Spin freezing by Anderson localization in one-dimensional semiconductors

TL;DR

This paper investigates how strong disorder in one-dimensional semiconductor nanowires causes spin localization due to Anderson localization, enabling long-term spin polarization control via spin-orbit interaction.

Contribution

It demonstrates the universal effect of Anderson localization on spin dynamics in disordered nanowires and its impact on spin polarization stability.

Findings

Spin density reaches a plateau after short relaxation in strong disorder.

Long-term spin polarization can be tuned by spin-orbit interaction.
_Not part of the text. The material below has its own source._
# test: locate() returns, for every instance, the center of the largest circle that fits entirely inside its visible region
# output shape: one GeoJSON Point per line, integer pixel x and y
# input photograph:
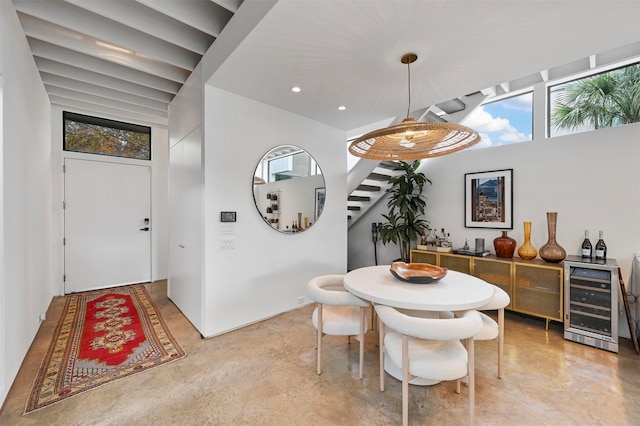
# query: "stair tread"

Localization effect depends universally on disorder and spin-orbit strength.

Abstract

One-dimensional quantum wires are considered as prospective elements for spin transport and manipulation in spintronics. We study spin dynamics in semiconductor GaAs-like nanowires with disorder and spin-orbit interaction by using a rotation in the spin subspace gauging away the spin-orbit field. If the disorder is sufficiently strong, the spin density after a relatively short relaxation time reaches a plateau. This effect is a manifestation of the Anderson localization and depends in a universal way on the disorder and the spin-orbit coupling strength. As a result, at a given disorder, semiconductor nanowires can permit a long-term spin polarization tunable with the spin-orbit interactions.